E hoje, o que fazemos para preservar a memória deste acontecimento? Diante de
uma cruz na Igreja, às vezes não dizemos coisa com coisa, e nem mesmo nos
dirigimos como salvos pelo sacrifício maior. E deixamos a pergunta: Por Quê?
O
nosso coração deve ficar em silêncio total para que a morte d’Ele não tenha
sido em vão nesta sexta-feira santa e também no sentido de lhe relembrar e com Ele
participar de seu Calvário, sem nada reclamar, sem nada nos parecer melhor, sem
nada nos atrair para a tentação, apenas contemplar. Cantemos batendo no peito
como o fez Pe. Ximenes Coutinho e a Igreja na Semana Santa de 1975 quando foi
lançada a “Lamentação do Senhor”:
Povo
meu, que te fiz eu? Diz em que te contristei? Por que à morte me entregaste? Em
que foi que eu te faltei? Eu te fiz sair do Egito, Com maná te alimentei. Preparei-te
bela terra. Tu, a cruz para o teu Rei! Deus santo, Deus forte, Deus imortal, Tende
piedade de nós! Bela vinha eu te plantara, tu plantaste a lança em Mim.
Águas doces eu te dava, Foste amargo até o fim!
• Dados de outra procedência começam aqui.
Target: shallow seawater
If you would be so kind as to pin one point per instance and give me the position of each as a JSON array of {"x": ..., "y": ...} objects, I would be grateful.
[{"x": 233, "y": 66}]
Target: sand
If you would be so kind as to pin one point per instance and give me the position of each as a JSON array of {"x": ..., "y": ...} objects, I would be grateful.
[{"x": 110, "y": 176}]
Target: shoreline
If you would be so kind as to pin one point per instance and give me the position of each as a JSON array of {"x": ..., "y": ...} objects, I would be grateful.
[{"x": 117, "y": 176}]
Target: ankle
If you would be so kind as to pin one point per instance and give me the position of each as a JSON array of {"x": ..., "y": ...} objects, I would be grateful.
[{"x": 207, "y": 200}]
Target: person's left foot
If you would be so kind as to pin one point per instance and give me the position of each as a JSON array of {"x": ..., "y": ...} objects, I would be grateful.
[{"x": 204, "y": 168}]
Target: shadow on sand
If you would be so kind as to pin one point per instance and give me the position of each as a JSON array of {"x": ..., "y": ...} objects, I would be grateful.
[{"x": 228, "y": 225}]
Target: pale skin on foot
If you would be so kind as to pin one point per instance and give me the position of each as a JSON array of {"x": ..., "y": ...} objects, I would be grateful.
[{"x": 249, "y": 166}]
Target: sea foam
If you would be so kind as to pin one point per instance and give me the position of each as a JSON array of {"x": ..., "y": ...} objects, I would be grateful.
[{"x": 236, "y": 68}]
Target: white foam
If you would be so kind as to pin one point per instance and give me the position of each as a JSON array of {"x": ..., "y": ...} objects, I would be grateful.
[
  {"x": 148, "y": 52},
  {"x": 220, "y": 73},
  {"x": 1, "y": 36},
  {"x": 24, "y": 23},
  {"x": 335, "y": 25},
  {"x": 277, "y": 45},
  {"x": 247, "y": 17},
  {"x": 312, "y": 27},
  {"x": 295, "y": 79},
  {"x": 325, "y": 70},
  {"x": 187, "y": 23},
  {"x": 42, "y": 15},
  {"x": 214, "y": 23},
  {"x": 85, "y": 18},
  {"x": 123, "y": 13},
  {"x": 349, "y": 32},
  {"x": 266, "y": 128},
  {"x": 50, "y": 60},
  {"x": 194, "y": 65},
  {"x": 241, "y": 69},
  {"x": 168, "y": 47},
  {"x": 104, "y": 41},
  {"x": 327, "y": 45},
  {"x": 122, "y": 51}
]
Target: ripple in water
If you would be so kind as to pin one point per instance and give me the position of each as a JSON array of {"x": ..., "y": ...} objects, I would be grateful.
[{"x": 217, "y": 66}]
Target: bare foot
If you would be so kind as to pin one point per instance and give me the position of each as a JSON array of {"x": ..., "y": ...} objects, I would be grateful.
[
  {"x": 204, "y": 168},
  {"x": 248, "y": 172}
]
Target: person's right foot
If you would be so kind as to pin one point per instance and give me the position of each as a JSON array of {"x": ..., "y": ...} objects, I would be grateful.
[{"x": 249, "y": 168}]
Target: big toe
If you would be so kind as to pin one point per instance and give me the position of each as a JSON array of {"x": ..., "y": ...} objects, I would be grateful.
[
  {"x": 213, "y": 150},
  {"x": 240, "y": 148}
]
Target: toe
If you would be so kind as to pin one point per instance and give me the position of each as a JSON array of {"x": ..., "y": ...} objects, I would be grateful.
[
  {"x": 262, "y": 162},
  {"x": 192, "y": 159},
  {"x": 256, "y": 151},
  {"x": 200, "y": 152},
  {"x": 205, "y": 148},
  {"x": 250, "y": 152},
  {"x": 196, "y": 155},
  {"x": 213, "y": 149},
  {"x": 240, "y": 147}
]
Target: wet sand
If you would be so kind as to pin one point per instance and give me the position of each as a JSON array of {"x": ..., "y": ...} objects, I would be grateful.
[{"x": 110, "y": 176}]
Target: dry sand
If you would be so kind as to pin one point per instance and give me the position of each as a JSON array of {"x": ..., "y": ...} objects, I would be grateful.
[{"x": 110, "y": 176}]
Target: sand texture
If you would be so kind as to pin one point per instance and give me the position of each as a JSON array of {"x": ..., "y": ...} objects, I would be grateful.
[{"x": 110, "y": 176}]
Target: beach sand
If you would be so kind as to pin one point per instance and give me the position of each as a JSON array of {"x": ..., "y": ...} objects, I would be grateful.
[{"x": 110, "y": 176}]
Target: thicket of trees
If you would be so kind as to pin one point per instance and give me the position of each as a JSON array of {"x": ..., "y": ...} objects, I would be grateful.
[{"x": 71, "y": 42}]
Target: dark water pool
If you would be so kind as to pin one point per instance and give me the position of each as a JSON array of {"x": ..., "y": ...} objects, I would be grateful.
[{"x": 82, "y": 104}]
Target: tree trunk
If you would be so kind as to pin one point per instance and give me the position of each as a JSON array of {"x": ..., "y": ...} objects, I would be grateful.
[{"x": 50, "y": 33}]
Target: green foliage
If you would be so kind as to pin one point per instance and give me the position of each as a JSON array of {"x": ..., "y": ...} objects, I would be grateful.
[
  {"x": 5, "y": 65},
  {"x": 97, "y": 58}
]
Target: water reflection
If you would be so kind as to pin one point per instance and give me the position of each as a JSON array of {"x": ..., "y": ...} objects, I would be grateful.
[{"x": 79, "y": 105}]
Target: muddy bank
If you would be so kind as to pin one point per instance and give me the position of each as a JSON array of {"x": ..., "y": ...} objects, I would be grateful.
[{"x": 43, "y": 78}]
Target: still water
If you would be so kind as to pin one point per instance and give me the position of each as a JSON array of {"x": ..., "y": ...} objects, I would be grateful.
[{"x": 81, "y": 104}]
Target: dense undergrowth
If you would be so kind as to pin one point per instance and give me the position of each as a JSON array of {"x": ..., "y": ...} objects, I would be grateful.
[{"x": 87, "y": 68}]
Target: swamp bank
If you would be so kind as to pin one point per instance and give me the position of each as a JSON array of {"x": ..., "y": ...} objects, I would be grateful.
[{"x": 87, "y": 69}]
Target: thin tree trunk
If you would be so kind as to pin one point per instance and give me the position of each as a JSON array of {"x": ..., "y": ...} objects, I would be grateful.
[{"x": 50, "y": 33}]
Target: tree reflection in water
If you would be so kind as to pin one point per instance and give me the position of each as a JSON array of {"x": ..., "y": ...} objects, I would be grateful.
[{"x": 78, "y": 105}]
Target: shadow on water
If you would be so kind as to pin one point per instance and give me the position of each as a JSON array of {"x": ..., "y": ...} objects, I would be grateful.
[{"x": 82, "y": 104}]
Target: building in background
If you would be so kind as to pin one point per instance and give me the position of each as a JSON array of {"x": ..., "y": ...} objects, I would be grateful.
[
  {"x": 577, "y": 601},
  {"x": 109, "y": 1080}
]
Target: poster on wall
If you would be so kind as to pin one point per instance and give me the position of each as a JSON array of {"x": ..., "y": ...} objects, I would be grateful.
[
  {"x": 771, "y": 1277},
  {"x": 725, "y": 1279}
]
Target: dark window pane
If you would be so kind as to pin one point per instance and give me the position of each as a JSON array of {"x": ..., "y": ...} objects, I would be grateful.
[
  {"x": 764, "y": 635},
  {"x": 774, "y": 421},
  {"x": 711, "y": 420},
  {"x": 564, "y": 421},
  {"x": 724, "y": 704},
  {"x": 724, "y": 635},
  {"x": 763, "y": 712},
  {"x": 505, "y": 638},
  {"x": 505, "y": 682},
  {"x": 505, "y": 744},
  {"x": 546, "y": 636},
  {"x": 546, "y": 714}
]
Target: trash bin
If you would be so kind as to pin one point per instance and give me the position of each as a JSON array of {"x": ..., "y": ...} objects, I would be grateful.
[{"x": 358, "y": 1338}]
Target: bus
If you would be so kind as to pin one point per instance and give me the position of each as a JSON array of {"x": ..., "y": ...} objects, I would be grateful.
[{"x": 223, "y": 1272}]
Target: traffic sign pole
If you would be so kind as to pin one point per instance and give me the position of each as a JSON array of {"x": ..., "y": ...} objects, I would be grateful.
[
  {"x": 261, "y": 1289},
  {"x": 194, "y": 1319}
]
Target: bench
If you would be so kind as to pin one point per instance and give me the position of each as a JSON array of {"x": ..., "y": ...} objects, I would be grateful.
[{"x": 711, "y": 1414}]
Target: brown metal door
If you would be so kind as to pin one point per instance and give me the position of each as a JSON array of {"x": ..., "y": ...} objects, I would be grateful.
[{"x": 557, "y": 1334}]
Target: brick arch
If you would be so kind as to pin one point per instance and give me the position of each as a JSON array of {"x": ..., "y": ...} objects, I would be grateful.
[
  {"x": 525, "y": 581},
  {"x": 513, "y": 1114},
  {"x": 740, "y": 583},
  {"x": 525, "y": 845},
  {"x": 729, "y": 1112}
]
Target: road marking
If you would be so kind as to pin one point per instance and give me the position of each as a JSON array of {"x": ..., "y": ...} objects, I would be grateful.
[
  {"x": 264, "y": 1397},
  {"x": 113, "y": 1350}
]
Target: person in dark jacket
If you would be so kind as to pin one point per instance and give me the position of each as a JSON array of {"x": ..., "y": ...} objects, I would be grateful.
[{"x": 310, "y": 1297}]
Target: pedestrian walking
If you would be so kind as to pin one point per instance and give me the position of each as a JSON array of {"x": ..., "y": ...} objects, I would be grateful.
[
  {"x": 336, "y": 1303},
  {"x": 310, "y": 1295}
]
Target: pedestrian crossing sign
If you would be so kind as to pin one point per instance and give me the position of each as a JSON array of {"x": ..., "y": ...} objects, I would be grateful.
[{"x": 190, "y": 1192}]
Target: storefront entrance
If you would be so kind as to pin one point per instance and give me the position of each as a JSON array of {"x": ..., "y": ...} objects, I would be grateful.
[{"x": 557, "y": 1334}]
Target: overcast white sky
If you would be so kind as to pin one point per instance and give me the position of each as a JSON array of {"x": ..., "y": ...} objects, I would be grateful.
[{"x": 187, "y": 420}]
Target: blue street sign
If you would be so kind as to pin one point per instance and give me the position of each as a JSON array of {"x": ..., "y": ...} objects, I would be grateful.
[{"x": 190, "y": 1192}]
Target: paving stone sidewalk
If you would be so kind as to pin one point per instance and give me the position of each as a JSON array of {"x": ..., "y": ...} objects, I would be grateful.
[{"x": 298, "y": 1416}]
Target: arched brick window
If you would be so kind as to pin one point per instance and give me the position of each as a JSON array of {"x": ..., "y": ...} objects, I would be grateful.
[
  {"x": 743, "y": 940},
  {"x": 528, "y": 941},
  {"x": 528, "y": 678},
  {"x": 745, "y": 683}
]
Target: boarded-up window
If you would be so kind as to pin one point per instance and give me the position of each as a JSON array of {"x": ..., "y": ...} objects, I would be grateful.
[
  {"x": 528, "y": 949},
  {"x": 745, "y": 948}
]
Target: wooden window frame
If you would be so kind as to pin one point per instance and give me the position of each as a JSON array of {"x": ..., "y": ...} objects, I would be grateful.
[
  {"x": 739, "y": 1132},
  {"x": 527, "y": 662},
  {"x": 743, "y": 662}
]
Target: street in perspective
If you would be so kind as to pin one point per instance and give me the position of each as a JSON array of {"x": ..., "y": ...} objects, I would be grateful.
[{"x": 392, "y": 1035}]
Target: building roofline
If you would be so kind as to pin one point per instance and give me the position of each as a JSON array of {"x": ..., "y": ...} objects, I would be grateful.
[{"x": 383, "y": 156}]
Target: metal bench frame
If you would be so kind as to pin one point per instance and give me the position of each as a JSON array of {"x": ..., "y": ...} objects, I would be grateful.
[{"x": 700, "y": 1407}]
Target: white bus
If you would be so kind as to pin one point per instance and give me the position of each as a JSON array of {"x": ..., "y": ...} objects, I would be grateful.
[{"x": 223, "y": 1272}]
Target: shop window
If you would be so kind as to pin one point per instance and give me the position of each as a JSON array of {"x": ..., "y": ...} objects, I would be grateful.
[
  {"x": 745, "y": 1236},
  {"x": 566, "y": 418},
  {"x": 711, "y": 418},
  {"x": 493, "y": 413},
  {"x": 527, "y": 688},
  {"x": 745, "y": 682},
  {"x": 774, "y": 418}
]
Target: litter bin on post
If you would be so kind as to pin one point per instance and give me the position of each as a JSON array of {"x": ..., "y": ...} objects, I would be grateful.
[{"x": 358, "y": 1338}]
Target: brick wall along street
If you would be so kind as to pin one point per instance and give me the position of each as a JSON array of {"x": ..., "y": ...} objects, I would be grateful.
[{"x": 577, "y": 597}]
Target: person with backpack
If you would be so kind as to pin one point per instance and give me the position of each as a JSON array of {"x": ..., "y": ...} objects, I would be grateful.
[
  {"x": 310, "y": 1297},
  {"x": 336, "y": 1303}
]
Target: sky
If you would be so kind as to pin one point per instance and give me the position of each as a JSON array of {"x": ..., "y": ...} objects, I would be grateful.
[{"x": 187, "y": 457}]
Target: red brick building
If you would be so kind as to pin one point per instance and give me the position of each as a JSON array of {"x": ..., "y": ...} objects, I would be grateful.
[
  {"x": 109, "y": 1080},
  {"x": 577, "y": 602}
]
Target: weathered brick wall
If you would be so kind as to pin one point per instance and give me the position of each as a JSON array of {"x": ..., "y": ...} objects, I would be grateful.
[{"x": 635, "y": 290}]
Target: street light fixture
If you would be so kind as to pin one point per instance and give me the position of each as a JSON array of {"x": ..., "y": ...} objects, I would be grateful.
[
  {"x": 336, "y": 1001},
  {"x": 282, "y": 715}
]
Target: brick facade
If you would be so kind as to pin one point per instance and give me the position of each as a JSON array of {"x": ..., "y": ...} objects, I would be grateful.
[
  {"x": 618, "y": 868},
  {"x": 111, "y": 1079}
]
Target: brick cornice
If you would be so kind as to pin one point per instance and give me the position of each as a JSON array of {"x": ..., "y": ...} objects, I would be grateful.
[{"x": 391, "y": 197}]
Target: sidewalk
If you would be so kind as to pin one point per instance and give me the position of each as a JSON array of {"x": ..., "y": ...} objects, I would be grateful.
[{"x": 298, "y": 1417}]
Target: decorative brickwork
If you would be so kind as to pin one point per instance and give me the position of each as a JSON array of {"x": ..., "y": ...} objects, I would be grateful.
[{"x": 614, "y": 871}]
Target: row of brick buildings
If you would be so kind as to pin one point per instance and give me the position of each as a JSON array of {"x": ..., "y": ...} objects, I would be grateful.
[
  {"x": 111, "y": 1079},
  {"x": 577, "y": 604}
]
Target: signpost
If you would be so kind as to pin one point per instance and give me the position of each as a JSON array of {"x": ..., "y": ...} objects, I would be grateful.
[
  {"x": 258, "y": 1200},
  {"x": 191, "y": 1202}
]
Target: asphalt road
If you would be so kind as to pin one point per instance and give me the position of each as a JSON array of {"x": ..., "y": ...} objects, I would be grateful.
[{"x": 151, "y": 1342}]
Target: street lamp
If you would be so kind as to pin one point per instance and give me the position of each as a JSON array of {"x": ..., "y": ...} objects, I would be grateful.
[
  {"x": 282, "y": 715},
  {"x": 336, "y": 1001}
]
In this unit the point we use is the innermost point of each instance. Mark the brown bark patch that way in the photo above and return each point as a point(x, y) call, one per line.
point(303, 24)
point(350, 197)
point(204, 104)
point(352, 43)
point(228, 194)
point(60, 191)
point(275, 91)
Flagelei por ti o Egito, primogênitos
matei. tu, porém, Me flagelaste, entregaste o próprio Rei! Eu te abri o mar
Vermelho, tu me abriste o coração; a Pilatos me levaste, eu te levei pela mão. Só
na cruz tu me exaltaste, quando em tudo te exaltei. Que mais podia eu ter
feito? Em que foi que eu te faltei? (COUTINHO, 1975)
REFERÊNCIAS:
COUTINHO, Pe. J. Ximenes. Povo Meu. In: VÁRIOS. 1-B: Cantos
para a Semana Santa. São Paulo, Edições Paulinas Discos: 1975. (Disco) [Coleção
“Discos de O Domingo” – Série “ Caminho do Pai”].